Greek, Hungarian, Italian and Austrian populist leaders have all cosied up to Putin, as have Angela Merkel of Germany and Emmanuel Macron of France, when discussing the future of the Iran deal, among other issues. There are few popular geopolitical clubs that Russia is a part of, and despite showing off the image of the proud loner, it is no doubt enjoying being once more a feared, if not respected, member of the international community. To that extent, every thrilling game on the field is akin to winning a small war, with regards to said international community’s view of the embattled nation.
The Many Faces of Russia
Yet, Russia and the Russian government are not synonymous. It will be interesting to see if, beyond international goodwill, the competition can unite the famously tortuous and divided Russian soul, best defined by a natural kindness of heart, simplicity and resignation. Russia is a complicated nation, filled with contradictions and oxymora. Its people are proud of its history, yet fear it. It is at times comprehensively unwelcoming, yet incredibly beautiful. Its people love the homeland, but the homeland doesn’t necessarily love them back, perhaps best exemplified by the fact that Moscow is using the World Cup to kick off its 5G efforts, implementing hot spots so that a lucky few may watch the game using virtual reality headsets, while the rest of the nation must make do with Potemkin villages.
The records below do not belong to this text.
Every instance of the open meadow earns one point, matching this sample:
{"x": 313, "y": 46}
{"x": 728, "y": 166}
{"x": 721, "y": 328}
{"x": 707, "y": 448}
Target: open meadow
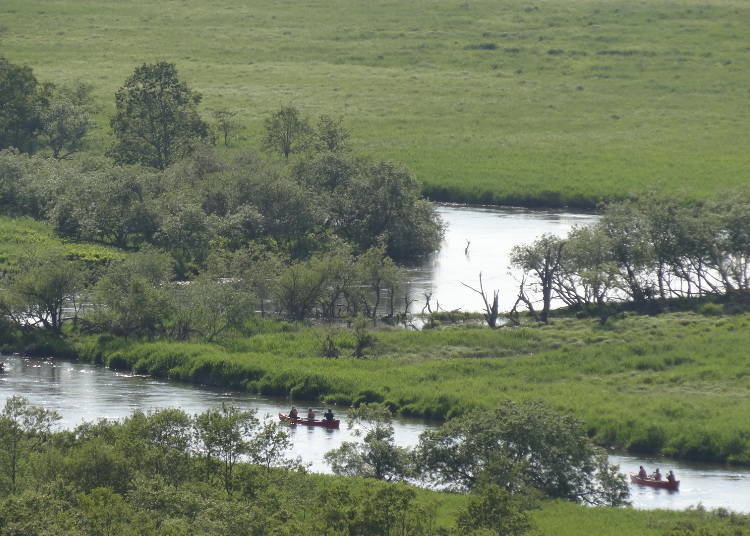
{"x": 552, "y": 102}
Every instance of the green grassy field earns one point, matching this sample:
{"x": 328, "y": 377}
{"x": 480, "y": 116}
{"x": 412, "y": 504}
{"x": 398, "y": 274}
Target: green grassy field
{"x": 551, "y": 102}
{"x": 19, "y": 236}
{"x": 678, "y": 384}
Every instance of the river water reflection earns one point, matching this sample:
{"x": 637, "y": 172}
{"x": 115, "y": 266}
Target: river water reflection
{"x": 82, "y": 392}
{"x": 490, "y": 234}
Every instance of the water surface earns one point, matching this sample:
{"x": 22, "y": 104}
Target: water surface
{"x": 480, "y": 240}
{"x": 82, "y": 392}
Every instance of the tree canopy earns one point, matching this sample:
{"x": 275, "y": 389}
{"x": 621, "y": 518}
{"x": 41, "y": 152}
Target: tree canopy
{"x": 156, "y": 119}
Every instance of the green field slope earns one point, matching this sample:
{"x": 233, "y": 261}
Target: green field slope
{"x": 20, "y": 236}
{"x": 550, "y": 102}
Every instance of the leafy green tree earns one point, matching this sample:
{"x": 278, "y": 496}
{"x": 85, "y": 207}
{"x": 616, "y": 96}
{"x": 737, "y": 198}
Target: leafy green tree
{"x": 385, "y": 206}
{"x": 156, "y": 120}
{"x": 632, "y": 250}
{"x": 287, "y": 132}
{"x": 257, "y": 270}
{"x": 41, "y": 287}
{"x": 184, "y": 231}
{"x": 300, "y": 286}
{"x": 23, "y": 429}
{"x": 223, "y": 436}
{"x": 377, "y": 455}
{"x": 132, "y": 294}
{"x": 209, "y": 306}
{"x": 22, "y": 98}
{"x": 526, "y": 444}
{"x": 543, "y": 260}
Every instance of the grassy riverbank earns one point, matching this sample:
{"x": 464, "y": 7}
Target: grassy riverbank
{"x": 677, "y": 384}
{"x": 565, "y": 102}
{"x": 20, "y": 236}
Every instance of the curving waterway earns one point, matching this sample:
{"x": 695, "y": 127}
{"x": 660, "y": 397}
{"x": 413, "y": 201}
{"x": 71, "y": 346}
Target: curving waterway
{"x": 82, "y": 392}
{"x": 479, "y": 239}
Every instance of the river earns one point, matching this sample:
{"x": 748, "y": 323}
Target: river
{"x": 490, "y": 234}
{"x": 82, "y": 392}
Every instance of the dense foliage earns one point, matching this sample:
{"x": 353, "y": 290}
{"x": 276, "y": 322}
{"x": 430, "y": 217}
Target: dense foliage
{"x": 644, "y": 253}
{"x": 624, "y": 380}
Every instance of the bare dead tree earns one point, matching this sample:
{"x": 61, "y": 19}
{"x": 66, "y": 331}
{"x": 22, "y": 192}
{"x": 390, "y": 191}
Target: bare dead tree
{"x": 522, "y": 298}
{"x": 490, "y": 311}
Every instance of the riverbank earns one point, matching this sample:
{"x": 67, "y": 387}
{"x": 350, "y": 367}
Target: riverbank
{"x": 676, "y": 384}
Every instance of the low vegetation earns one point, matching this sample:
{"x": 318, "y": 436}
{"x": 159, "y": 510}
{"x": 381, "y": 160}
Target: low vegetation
{"x": 675, "y": 384}
{"x": 569, "y": 102}
{"x": 169, "y": 473}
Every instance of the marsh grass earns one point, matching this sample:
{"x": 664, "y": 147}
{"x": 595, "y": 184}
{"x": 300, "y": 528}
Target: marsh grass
{"x": 676, "y": 384}
{"x": 564, "y": 102}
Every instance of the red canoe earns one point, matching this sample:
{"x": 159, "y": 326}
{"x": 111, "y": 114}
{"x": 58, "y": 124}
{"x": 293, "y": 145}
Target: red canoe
{"x": 664, "y": 484}
{"x": 307, "y": 422}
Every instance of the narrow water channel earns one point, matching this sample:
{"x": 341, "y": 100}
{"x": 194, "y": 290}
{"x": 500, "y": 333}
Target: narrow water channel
{"x": 479, "y": 239}
{"x": 81, "y": 392}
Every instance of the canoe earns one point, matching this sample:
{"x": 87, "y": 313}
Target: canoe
{"x": 334, "y": 423}
{"x": 663, "y": 484}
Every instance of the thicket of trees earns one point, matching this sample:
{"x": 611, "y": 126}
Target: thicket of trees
{"x": 643, "y": 253}
{"x": 519, "y": 450}
{"x": 224, "y": 471}
{"x": 318, "y": 235}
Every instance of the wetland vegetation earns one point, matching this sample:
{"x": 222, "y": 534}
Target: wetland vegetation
{"x": 240, "y": 223}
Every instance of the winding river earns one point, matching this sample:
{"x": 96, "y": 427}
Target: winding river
{"x": 81, "y": 392}
{"x": 480, "y": 240}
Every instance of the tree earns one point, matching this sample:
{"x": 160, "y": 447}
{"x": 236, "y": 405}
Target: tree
{"x": 384, "y": 205}
{"x": 185, "y": 232}
{"x": 377, "y": 455}
{"x": 300, "y": 286}
{"x": 543, "y": 260}
{"x": 156, "y": 121}
{"x": 132, "y": 295}
{"x": 210, "y": 306}
{"x": 67, "y": 120}
{"x": 223, "y": 435}
{"x": 491, "y": 311}
{"x": 517, "y": 446}
{"x": 377, "y": 274}
{"x": 41, "y": 287}
{"x": 23, "y": 428}
{"x": 287, "y": 132}
{"x": 22, "y": 98}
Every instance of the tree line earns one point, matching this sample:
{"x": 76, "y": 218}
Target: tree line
{"x": 643, "y": 253}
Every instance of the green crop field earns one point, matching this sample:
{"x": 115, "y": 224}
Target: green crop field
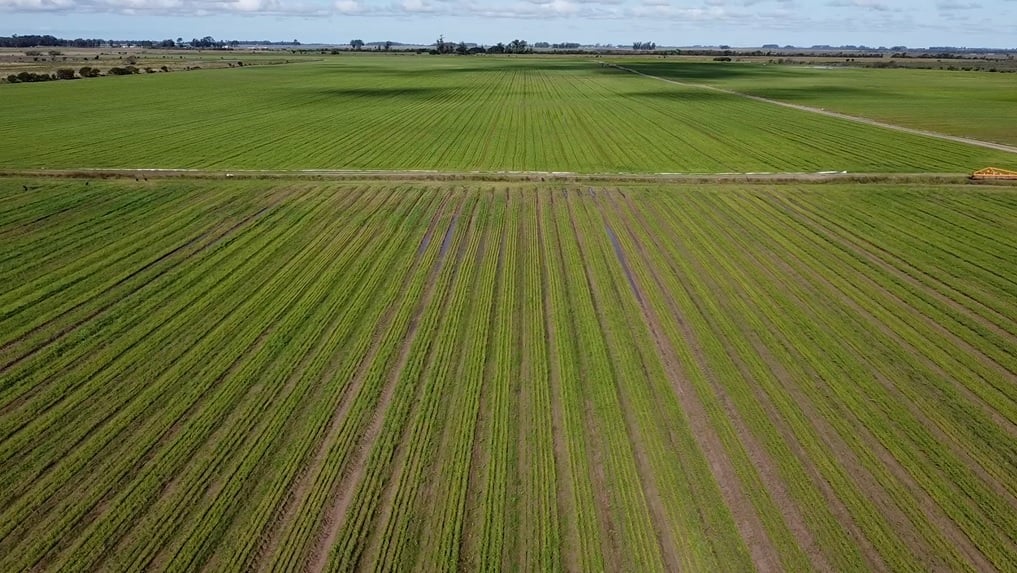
{"x": 417, "y": 112}
{"x": 978, "y": 105}
{"x": 295, "y": 375}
Will the Russian people take kindly to the one million foreigners, who are expected to visit Russia over the next month, taking advantage of simplified visa procedures? Such an influx of people is likely to have an effect on the Russian population, and potentially lead them to further openness. To cater for all these visitors, Russia, among other efforts, has organised classes for bus and train drivers on how to smile. It will be interesting to see if panem et circenses will be enough to make them forget about the economic uncertainty the nation faces when faced with the tourists’ wealth.
From Russia with Love
Any such movement may be hard to achieve if some members of the Russian Federal Assembly get their way. One member advised Russian women against fraternising with foreign men, especially if they were from a different race, as it would increase the risk of children being raised in single-parent homes. Another cautioned against hugging visitors for fear of falling ill to exotic diseases. There is hope, though it is widely under-reported: one parliament member sought to downplay his colleagues’ statements, claiming that any children born out of a World Cup romance “will remember that their parents’ love story started here in Russia.” He went on to hope “that the World Cup will give [Russia] many love stories, interracial couples and children.”
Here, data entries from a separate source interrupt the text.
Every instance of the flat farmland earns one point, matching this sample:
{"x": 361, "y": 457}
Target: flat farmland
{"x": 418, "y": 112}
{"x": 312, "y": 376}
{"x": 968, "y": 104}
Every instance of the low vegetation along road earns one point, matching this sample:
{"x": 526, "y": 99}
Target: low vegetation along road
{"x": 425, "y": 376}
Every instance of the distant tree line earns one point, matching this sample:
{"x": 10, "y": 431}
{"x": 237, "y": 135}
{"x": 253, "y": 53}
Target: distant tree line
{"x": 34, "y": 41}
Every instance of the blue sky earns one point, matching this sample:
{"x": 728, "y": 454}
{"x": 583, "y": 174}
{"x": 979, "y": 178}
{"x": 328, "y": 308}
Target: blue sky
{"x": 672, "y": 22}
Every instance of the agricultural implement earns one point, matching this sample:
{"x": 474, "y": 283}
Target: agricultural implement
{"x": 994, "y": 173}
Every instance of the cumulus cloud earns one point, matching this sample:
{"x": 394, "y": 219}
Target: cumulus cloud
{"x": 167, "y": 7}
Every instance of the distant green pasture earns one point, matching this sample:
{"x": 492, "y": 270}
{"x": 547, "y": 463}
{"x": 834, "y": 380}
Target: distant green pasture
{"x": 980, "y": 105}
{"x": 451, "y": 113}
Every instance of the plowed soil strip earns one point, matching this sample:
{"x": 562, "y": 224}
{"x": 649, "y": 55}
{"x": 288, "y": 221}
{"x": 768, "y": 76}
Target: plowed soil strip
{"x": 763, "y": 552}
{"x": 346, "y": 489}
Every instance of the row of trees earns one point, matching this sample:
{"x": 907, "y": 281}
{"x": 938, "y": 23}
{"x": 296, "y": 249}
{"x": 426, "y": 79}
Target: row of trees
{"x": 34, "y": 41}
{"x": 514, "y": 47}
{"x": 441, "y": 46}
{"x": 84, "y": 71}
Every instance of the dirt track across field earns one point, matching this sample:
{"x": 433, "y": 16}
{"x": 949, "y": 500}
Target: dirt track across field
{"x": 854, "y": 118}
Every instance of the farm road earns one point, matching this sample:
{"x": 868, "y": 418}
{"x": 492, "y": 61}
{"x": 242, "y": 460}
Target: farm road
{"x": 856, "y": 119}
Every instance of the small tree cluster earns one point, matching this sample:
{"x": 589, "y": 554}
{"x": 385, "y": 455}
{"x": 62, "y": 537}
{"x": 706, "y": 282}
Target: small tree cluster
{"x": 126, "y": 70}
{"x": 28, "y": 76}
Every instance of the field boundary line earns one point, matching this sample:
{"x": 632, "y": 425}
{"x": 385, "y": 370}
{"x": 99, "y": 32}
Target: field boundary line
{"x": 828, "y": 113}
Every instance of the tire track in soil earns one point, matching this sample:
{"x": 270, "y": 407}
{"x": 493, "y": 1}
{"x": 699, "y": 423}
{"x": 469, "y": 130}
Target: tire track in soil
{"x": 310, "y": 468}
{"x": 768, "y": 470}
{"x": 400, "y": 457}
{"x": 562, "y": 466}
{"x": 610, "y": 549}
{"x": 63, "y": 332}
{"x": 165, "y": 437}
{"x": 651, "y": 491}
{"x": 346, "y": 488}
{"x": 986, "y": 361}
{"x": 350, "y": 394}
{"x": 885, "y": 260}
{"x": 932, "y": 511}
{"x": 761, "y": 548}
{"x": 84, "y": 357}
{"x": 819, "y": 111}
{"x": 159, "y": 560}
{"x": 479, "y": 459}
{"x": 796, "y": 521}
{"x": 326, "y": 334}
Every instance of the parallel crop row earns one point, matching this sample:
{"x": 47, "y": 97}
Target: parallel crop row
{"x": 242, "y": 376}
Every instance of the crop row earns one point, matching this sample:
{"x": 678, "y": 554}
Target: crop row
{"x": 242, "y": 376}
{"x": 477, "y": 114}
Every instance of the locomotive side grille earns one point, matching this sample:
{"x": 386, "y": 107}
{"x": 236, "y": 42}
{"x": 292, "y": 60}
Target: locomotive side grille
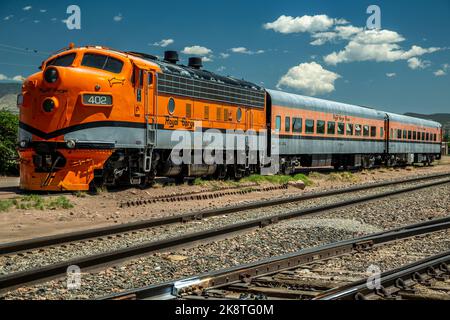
{"x": 209, "y": 90}
{"x": 225, "y": 115}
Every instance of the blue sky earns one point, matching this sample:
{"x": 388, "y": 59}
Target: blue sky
{"x": 316, "y": 47}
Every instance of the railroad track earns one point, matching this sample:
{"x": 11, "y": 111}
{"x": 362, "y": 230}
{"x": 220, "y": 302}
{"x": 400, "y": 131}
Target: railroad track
{"x": 201, "y": 195}
{"x": 41, "y": 242}
{"x": 399, "y": 283}
{"x": 17, "y": 279}
{"x": 259, "y": 280}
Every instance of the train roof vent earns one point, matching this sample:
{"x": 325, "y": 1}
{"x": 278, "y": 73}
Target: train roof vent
{"x": 195, "y": 62}
{"x": 171, "y": 56}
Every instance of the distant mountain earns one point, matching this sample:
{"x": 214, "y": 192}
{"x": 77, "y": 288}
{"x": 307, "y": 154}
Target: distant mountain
{"x": 442, "y": 118}
{"x": 8, "y": 96}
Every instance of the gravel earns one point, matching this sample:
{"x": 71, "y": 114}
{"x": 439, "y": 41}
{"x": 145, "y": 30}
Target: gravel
{"x": 54, "y": 254}
{"x": 285, "y": 237}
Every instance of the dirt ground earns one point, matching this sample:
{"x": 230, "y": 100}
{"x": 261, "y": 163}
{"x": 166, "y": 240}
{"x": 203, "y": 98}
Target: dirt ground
{"x": 91, "y": 211}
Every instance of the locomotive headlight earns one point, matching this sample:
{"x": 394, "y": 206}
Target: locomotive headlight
{"x": 49, "y": 104}
{"x": 70, "y": 144}
{"x": 51, "y": 75}
{"x": 23, "y": 144}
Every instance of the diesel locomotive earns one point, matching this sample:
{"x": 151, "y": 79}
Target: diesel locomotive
{"x": 98, "y": 116}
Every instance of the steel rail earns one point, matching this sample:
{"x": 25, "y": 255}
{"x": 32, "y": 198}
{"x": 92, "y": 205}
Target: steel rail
{"x": 393, "y": 281}
{"x": 19, "y": 278}
{"x": 39, "y": 242}
{"x": 214, "y": 279}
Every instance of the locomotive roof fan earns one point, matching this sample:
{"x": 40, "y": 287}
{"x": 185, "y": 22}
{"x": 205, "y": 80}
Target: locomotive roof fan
{"x": 195, "y": 62}
{"x": 171, "y": 56}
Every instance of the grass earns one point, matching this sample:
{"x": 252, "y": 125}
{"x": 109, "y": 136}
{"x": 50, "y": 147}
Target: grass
{"x": 5, "y": 205}
{"x": 37, "y": 202}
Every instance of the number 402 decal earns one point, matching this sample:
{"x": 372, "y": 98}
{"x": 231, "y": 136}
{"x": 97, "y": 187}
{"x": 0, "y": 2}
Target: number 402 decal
{"x": 97, "y": 99}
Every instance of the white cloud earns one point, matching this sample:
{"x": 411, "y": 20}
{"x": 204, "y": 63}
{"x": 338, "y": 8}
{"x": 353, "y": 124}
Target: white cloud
{"x": 244, "y": 50}
{"x": 197, "y": 50}
{"x": 17, "y": 78}
{"x": 339, "y": 32}
{"x": 442, "y": 72}
{"x": 287, "y": 24}
{"x": 164, "y": 43}
{"x": 416, "y": 63}
{"x": 310, "y": 78}
{"x": 376, "y": 45}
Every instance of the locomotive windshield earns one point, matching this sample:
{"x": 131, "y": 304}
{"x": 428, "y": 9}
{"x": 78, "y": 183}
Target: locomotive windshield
{"x": 102, "y": 62}
{"x": 62, "y": 61}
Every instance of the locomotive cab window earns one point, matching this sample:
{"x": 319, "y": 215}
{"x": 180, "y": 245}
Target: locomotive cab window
{"x": 62, "y": 61}
{"x": 102, "y": 62}
{"x": 320, "y": 127}
{"x": 341, "y": 128}
{"x": 297, "y": 125}
{"x": 309, "y": 126}
{"x": 287, "y": 124}
{"x": 331, "y": 127}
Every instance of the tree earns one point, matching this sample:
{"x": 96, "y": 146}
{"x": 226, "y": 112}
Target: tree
{"x": 9, "y": 124}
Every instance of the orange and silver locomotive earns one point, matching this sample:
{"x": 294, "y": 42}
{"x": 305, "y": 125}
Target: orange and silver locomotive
{"x": 94, "y": 115}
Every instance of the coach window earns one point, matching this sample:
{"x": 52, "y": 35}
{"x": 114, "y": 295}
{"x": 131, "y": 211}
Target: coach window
{"x": 349, "y": 129}
{"x": 287, "y": 124}
{"x": 320, "y": 127}
{"x": 309, "y": 126}
{"x": 171, "y": 106}
{"x": 341, "y": 128}
{"x": 297, "y": 125}
{"x": 239, "y": 114}
{"x": 278, "y": 124}
{"x": 358, "y": 130}
{"x": 366, "y": 131}
{"x": 331, "y": 127}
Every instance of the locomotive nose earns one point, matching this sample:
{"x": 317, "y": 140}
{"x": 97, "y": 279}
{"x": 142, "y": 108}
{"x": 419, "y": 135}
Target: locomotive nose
{"x": 51, "y": 75}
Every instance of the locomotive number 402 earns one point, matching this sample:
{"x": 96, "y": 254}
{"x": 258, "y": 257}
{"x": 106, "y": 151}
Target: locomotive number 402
{"x": 97, "y": 99}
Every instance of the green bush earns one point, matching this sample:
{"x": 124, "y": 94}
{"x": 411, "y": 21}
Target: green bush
{"x": 9, "y": 124}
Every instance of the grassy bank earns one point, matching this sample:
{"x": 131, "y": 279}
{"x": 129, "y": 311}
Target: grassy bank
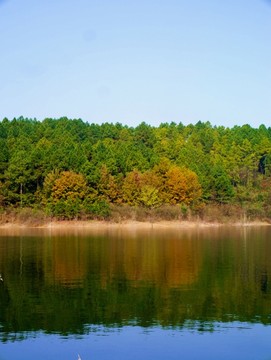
{"x": 221, "y": 214}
All countries defy easy definition, and Russia more than most. In any case, Russia is not an unstoppable rogue state. It aches just like the rest of us, though often less publicly. Its political class is out of touch, and protests have become regular, as real incomes have fallen 12% over the past three years.
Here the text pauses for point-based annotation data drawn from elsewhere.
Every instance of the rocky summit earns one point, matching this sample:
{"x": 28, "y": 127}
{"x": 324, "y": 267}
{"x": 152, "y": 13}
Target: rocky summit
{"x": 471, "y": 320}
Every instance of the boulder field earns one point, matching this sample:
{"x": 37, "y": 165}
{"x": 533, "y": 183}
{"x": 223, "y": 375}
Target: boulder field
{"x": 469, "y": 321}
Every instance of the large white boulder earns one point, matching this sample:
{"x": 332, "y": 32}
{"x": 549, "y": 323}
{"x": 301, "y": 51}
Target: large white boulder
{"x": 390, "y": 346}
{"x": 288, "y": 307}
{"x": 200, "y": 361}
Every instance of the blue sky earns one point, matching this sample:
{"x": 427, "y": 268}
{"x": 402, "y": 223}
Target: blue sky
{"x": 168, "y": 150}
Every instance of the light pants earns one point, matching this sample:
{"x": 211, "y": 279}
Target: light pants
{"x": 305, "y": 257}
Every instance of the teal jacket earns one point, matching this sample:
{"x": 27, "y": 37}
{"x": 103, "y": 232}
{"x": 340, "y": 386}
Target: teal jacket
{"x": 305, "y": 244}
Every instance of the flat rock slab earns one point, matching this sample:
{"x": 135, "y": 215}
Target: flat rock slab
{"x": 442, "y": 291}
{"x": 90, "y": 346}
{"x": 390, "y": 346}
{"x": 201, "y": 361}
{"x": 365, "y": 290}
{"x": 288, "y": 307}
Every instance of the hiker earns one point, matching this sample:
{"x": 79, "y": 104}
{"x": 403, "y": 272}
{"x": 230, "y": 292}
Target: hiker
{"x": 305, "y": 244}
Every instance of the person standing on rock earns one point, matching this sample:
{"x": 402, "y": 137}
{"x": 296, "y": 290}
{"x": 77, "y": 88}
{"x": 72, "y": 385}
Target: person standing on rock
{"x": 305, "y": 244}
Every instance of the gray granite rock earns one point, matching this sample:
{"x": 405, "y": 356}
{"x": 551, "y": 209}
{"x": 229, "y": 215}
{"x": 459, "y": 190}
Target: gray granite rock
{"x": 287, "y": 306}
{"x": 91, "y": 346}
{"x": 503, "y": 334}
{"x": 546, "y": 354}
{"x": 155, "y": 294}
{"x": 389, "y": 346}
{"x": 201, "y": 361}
Once the fans depart later this summer, the realities of the Russian economy will remain, as will the many geopolitical conflicts Russia is tied to. The beautiful game can offer only a temporary respite from ugly realities. Yet, one may hope that, even as the world enjoys the thrills of this unique competition, it does not forget and forsake the many ordinary citizens fighting for social progress, often within scoring distance of the stadiums.